Intel® FPGA SDK for OpenCL™ Pro Edition: Best Practices Guide

ID 683521
Date 9/26/2022
Public

A newer version of this document is available. Customers should click here to go to the newest version.

Document Table of Contents

3.6.4. When to Use Each LSU

You can decide between different LSUs to use either based on what you know about the access patterns of your load/store site or on your silicon area requirements. The following are the LSU styles in an increasing order of their area requirements:
  1. Pipelined LSU (load/store): It is area efficient but it can be slower than other LSUs. You should use this LSU if you are constricted on area or if your access patterns are not necessarily consecutive.
  2. Prefetching LSU (only for loads): It is also area efficient but it is perfect for fully consecutive access patterns. There is a throughput penalty for using it for non-consecutive access patterns, so, use it only if you know that the addresses accessed are strictly consecutive.
  3. Burst-coalesced LSU (load/store): It is expensive in area but can process consecutive access patterns very efficiently. There is an area penalty for checking whether the access patterns are consecutive or not.

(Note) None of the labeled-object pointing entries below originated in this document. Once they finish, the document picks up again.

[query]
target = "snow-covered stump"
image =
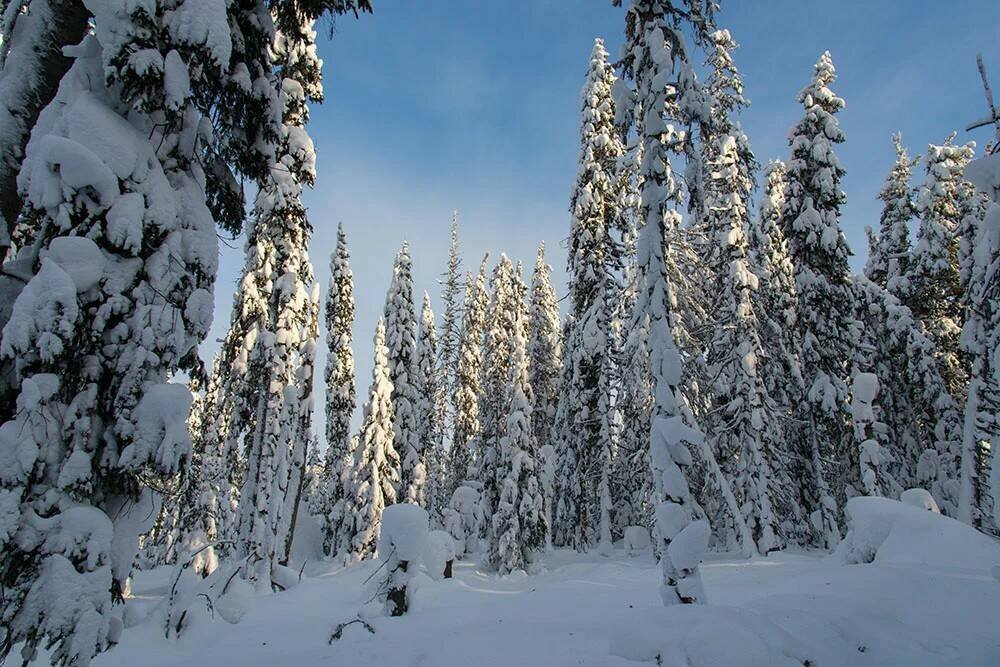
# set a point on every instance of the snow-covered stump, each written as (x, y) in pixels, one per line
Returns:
(682, 542)
(439, 555)
(401, 547)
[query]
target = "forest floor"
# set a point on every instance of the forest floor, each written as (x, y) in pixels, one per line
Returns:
(589, 609)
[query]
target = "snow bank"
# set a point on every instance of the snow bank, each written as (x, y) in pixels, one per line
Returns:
(439, 550)
(919, 498)
(404, 532)
(890, 532)
(706, 636)
(636, 539)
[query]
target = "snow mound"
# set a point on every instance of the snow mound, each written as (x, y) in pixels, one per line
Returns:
(707, 636)
(80, 258)
(440, 549)
(921, 499)
(890, 532)
(636, 539)
(404, 533)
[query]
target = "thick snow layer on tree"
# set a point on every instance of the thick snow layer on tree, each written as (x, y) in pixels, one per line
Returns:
(886, 531)
(404, 530)
(589, 609)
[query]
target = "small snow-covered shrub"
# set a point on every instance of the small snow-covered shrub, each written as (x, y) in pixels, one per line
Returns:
(920, 498)
(636, 539)
(890, 532)
(439, 554)
(462, 518)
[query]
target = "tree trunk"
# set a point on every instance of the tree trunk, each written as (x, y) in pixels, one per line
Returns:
(32, 70)
(398, 595)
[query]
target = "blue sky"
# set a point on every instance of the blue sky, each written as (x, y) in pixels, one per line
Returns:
(445, 104)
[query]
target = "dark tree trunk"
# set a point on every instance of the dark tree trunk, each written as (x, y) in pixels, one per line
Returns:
(398, 595)
(34, 68)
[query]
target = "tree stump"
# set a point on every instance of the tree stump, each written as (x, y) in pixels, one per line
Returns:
(398, 595)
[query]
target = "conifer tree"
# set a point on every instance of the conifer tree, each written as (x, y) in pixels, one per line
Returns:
(504, 320)
(544, 365)
(979, 249)
(653, 48)
(340, 398)
(888, 256)
(744, 424)
(632, 466)
(819, 252)
(375, 471)
(430, 425)
(594, 257)
(934, 286)
(518, 530)
(468, 380)
(450, 340)
(29, 79)
(115, 306)
(401, 339)
(282, 355)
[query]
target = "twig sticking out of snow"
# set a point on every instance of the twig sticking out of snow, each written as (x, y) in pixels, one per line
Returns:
(338, 631)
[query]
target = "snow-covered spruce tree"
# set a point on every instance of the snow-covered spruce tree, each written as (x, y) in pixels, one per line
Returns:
(504, 318)
(632, 497)
(934, 288)
(594, 258)
(544, 367)
(430, 424)
(744, 425)
(981, 336)
(922, 424)
(374, 475)
(653, 46)
(724, 88)
(340, 398)
(980, 230)
(401, 339)
(518, 533)
(119, 298)
(281, 357)
(450, 340)
(32, 37)
(825, 324)
(774, 302)
(468, 379)
(888, 257)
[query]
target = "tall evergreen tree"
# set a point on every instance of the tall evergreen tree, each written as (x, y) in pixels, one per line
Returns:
(401, 339)
(468, 380)
(594, 257)
(430, 417)
(811, 219)
(340, 398)
(504, 320)
(888, 256)
(652, 50)
(744, 425)
(544, 352)
(979, 248)
(29, 78)
(774, 302)
(934, 286)
(282, 356)
(375, 471)
(517, 537)
(450, 340)
(115, 306)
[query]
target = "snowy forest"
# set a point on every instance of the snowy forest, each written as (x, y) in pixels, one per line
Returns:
(716, 444)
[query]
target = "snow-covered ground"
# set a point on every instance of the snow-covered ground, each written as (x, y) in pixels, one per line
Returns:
(929, 598)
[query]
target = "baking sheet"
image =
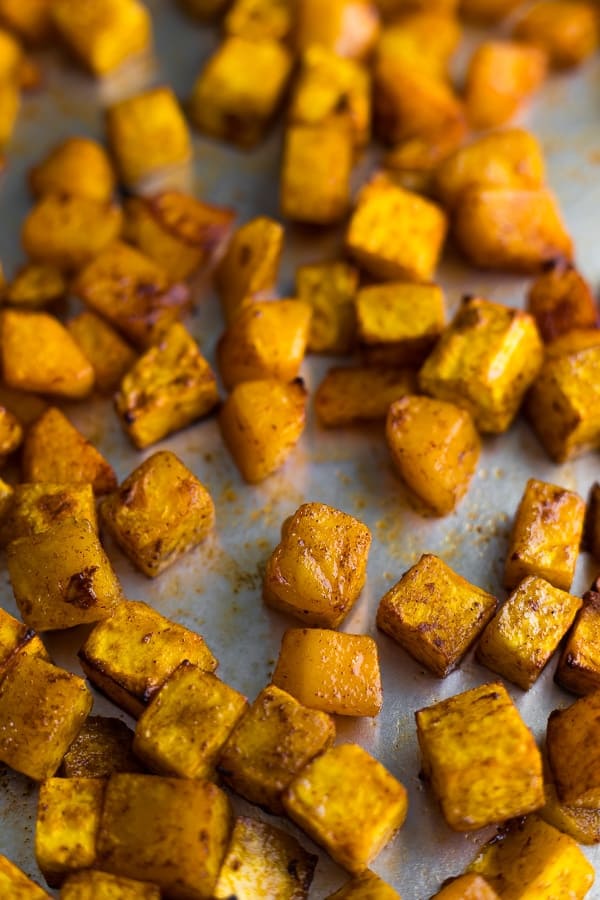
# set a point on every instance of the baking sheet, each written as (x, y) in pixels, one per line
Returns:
(217, 588)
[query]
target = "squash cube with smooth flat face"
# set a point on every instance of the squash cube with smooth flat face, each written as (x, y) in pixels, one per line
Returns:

The LSU dynamically attempts to combine several kernel requests into one big burst spanning multiple memory words, if possible.
  4. Burst-coalesced cached LSU (only for loads): It is the most expensive in area because it contains an extra cache that is local to the LSU. It can help the throughput in cases where you intend to read the same location in memory multiple times, especially across multiple ND-range threads.